How to tune the bmv2 parameter so that it can get a larger cache and maximum number of processors when running p4 programs?

When I run the p4 program through simple_switch, when I use the iperf tool for udp testing, I find that only one process is working with the top command, and the cpu usage of a single process quickly reaches 100%, but the total cpu usage is only less than 5%, how can I adjust the p4 program or bmv2 configuration parameters to get more throughput and less latency for my p4 program?
I read in the forum about ways to get the best performance out of the bmv2 switch by recompiling it.

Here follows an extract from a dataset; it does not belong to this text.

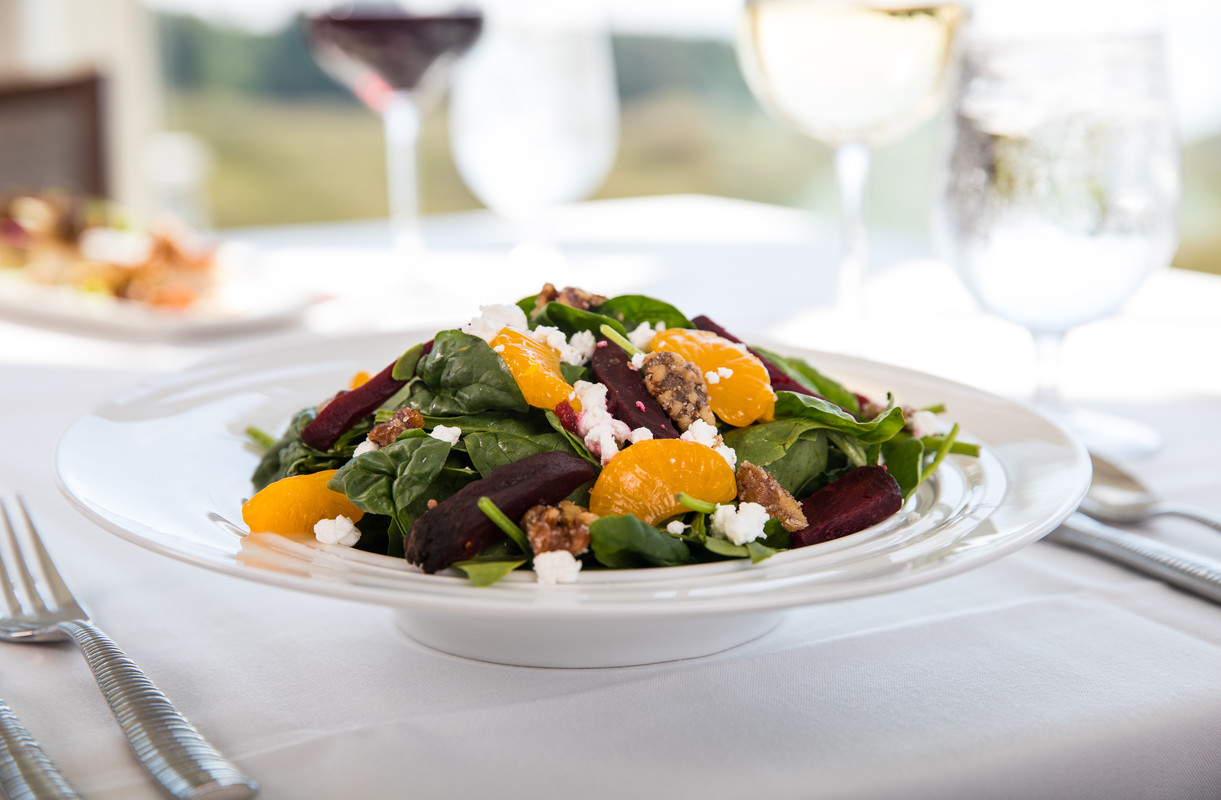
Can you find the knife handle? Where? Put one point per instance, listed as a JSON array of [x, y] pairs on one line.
[[175, 754], [1143, 555], [26, 772]]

./configure 'CXXFLAGS=-g -O3' 'CFLAGS=-g -O3' --disable-logging-macros --disable-elogger

If this is the way to go, is there anything else to do after the make and make install commands are executed?

Hi @Duang

Here you can find more detail about it behavioral-model/performance.md at main · p4lang/behavioral-model · GitHub despite that I don’t think you can improve performance further because the purpose and architecture of the bmv2 is design to provide fully comptibility with P4 language and not in achieve high performance

I do not recall if it is the default behavior, or whether it requires command line options to enable, but BMv2 can use separate threads for ingress processing vs. egress processing, and also for ingress processing for packets arriving on different input ports, and for egress processing for packets being transmitted on different output ports.

That will not help total throughput if all of your packets are going from one input port to one output port, and most of the processing is ingress processing, though.